Oct 22, 2015

[RAFT][Note] In Search of an Understandable Consensus Algorithm paper note.

Paper:
[RAFT] In Search of an Understandable Consensus Algorithm

Raft separates the key elements of consensus, such as
1. leader election,
2. log replication,
3. safety,
4. it enforces a stronger degree of coherency to reduce the number of
states that must be considered.





Raft Arch:
1. Strong leader:
log entries only flow from the leader to other servers.

2. Leader election:
Raft uses randomized timers to elect leaders.

3.  Membership changes:
Raft’s mechanism for changing the set of servers in
the cluster uses a new joint consensus approach
where the majorities of two different configurations
overlap during transitions. (不懂..)
This allows the cluster to continue operating
normally during configuration changes.



------------
The remainder of the paper introduces the replicated
state machine problem (Section 2),
describes our general approach to understandability (Section 4),
presents the Raft consensus algorithm (Sections 5–8),
evaluates Raft (Section 9), and discusses related work (Section 10).
-------------



Replicated state machines:
Replicated state machines are typically implemented using a replicated log.
(一個log有多個command)

Each server stores a log containing a series of commands, which its
state machine executes in order.

Each log contains the same commands in the same order,
so each state machine processes the same sequence of commands.

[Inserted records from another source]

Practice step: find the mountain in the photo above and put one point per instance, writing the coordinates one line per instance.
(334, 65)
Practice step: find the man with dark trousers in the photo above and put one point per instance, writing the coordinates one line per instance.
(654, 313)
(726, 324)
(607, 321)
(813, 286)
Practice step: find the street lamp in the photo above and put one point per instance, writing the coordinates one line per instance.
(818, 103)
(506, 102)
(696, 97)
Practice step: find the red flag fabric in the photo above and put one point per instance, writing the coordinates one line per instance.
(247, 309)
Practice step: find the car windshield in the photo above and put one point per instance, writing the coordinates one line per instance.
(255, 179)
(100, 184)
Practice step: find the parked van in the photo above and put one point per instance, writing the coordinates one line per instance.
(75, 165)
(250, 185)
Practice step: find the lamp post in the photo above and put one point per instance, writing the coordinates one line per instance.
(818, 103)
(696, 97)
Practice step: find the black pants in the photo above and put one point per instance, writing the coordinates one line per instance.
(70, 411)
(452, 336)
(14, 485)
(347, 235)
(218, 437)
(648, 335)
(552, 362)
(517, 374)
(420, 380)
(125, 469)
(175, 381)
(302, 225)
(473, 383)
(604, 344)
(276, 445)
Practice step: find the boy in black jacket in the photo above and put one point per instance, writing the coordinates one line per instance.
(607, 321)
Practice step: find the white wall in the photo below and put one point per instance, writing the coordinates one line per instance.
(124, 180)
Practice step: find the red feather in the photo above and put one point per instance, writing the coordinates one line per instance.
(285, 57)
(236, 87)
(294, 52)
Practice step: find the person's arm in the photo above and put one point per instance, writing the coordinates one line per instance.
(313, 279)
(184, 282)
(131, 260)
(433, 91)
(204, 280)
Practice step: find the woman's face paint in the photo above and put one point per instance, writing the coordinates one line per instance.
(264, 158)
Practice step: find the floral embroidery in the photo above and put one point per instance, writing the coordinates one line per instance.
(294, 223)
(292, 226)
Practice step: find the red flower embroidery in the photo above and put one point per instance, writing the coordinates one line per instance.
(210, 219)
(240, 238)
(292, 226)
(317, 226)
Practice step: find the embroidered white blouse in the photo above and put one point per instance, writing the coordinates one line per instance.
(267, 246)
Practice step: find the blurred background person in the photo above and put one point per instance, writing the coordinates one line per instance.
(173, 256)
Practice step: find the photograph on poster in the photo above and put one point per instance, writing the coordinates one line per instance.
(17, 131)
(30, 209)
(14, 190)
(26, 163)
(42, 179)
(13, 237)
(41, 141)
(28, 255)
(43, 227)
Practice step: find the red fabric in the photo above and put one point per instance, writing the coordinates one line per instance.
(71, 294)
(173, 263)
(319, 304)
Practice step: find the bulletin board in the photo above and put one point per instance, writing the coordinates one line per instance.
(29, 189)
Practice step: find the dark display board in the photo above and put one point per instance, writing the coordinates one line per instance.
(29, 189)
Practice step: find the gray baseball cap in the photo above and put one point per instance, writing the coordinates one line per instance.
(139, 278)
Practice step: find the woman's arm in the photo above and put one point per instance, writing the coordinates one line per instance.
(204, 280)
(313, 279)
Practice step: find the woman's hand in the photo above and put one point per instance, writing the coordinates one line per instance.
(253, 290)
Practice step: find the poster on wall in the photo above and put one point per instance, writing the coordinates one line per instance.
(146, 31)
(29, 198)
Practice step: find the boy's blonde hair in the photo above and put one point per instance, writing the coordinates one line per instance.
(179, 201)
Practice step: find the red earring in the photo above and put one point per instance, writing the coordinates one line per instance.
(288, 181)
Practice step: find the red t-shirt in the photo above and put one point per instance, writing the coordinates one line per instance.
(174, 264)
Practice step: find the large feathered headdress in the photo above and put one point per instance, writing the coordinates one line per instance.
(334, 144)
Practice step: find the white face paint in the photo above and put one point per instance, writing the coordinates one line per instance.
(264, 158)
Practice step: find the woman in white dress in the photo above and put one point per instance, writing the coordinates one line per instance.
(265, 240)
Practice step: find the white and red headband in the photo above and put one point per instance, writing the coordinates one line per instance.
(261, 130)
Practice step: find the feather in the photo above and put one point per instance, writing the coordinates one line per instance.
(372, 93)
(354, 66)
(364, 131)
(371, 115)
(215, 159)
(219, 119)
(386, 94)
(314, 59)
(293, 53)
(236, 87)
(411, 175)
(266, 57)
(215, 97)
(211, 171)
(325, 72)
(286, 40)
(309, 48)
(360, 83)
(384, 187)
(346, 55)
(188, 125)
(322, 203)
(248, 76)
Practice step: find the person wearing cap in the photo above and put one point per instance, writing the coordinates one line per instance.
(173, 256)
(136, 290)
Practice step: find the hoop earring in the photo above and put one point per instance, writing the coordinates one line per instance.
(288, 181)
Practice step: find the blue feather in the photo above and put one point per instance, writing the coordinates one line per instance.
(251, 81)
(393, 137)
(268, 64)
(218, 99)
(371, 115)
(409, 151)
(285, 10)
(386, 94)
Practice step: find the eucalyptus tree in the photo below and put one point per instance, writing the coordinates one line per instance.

Since the state machines are deterministic, each computes the
same state and the same sequence of outputs.

Keeping the replicated log consistent is the job of the
consensus algorithm. The consensus module on a server
receives commands from clients and adds them to its log.


Consensus algorithms for practical systems typically
have the following properties:
1. They ensure safety.
(never returning an incorrect result)
under all non-Byzantine conditions,
including network delays, partitions, and packet loss, duplication,
and reordering.

2. They are fully functional (available) as long as any
majority of the servers are operational and can communicate
with each other and with clients.

3. They do not depend on timing to ensure the consistency of the logs:
faulty clocks and extreme message delays can, at worst, cause availability problems.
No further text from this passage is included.